The first says the government may not create an "establishment" of religion – the designation, that is, of a government-approved state church and, by extension, the direct support of religion precisely as religion. But the second, no less important than the first, says government may not inhibit free exercise of religion by individuals and groups.
Note that the first Religion Clause prohibits government from showing special favor to a particular church or even to religion in general. It does not forbid a friendly attitude by government toward religion or to religious groups that share the same vision of the common good that it holds. And – the key to the current debate about the evangelicals – it raises no objection to political activism by religious bodies exercising free exercise on behalf of their religious convictions.
But does a religious group have a right to get actively and directly involved in politics? And is that a good idea?

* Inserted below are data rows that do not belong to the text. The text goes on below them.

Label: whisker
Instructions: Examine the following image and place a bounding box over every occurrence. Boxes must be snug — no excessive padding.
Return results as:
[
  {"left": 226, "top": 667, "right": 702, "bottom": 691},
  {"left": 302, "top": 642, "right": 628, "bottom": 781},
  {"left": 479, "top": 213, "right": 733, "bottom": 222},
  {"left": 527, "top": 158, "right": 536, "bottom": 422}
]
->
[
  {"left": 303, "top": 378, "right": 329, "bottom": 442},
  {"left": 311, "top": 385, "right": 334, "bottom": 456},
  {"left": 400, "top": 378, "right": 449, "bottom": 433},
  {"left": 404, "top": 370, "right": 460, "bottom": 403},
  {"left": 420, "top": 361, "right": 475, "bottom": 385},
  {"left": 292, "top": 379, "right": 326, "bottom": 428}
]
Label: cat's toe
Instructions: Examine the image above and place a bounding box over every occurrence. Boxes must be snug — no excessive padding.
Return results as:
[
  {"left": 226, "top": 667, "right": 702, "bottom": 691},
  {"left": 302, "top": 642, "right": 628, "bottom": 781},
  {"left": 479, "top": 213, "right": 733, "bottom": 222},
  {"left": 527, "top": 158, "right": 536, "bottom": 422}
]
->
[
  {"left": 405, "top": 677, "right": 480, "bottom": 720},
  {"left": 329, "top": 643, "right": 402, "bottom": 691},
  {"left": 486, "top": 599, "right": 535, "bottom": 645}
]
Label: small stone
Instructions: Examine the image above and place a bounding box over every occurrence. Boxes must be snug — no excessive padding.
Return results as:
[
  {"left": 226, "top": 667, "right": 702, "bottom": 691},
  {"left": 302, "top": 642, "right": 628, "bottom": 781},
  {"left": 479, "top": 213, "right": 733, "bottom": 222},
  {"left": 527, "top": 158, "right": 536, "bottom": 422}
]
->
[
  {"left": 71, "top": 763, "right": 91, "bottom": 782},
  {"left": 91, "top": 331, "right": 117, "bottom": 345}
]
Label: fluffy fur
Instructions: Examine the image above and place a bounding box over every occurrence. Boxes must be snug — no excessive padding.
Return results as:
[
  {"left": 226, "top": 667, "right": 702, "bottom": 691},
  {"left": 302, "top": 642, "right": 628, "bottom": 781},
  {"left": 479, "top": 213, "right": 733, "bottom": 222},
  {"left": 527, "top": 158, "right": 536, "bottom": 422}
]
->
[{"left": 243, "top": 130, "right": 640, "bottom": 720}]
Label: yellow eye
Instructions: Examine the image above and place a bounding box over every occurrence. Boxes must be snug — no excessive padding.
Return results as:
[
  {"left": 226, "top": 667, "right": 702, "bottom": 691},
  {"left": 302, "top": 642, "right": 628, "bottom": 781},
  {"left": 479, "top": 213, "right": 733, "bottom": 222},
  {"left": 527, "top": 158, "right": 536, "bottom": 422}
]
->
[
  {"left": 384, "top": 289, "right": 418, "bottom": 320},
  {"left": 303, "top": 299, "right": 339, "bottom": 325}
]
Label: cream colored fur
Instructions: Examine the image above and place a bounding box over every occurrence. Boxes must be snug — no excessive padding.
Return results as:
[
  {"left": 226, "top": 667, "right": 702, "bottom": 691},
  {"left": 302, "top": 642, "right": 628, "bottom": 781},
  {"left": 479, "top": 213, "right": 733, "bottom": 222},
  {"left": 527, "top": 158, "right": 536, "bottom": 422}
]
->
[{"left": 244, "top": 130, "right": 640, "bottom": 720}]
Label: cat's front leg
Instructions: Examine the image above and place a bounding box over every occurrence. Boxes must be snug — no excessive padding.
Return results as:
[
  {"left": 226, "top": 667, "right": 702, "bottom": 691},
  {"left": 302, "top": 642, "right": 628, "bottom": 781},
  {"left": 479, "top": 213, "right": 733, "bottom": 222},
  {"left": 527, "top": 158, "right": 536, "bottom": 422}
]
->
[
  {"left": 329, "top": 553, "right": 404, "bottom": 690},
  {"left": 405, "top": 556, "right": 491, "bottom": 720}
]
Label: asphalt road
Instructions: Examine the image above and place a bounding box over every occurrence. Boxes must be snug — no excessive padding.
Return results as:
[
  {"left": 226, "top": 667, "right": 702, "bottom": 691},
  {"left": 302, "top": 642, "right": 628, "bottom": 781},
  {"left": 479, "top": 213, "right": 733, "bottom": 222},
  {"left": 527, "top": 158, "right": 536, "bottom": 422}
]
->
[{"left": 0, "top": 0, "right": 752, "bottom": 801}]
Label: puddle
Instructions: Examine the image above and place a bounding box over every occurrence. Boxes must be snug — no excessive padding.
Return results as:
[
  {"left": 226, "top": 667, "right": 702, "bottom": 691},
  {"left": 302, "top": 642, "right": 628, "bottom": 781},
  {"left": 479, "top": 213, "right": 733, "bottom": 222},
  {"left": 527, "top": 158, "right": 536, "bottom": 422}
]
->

The answer to first question is: Almost certainly yes – religious groups have the same right to support and oppose policies and even politicians that non-religious groups have. That is implicit in the free exercise guarantee of the First Amendment. And Vatican Council II, speaking of the Catholic Church but using language that presumably would apply to any legitimate religious body, said religion should be free to "proclaim its teaching about society" and "pass moral judgment even in matters relating to politics, whenever the fundamental rights of man or the salvation of souls requires it" (Gaudium et Spes, 76).